The FTA also elaborates on domestic review procedures. For example, where an impartial administrative authority hears bid protests, each party must ensure that the authority's members are independent and free from external influence, are not dismissed against their will, unless their dismissal is required by domestic measures, and at least one member has legal and professional qualifications equivalent to those for judges or lawyers. 

Another provision details the corrective action that a procuring entity may take where its procurement is found to have breached the Agreement. The corrective action may include the removal of discriminatory technical, economic or financial specifications, repetition of the procurement procedure without changing the conditions, adoption of a new contract award decision or termination of a contract.

Government procurement was reportedly a late addition to the FTA negotiations.

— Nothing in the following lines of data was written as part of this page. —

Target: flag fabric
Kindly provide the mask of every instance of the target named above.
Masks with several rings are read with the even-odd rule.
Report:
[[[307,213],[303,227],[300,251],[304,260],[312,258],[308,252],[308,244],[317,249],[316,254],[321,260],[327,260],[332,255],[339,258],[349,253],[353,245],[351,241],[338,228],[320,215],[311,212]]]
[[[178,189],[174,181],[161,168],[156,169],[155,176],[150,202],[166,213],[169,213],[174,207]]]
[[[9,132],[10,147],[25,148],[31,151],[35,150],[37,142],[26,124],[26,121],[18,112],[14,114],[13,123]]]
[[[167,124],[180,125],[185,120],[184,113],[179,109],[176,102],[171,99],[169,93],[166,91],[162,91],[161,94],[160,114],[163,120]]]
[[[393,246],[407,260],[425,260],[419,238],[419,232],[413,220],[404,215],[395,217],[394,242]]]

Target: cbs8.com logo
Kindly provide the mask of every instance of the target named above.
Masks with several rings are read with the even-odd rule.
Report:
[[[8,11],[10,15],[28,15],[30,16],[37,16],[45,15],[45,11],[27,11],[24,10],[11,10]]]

According to Borderlex, the UK had “long refused to include a public procurement chapter in the deal – until former prime ministerial adviser Dominic Cummings left Downing Street in November 2020.” 

With its accession to the GPA in its own right, Britain covers the same procurement and applies the same reciprocity restrictions, as it did as an EU member. However, it has committed to update its GPA schedules by the end of March to reflect changes in its governmental organization, such as the creation of new entities. It would not be expected to incorporate in the GPA any of the new procurement commitments in its EU FTA until there is a new round of market access negotiations under the GPA.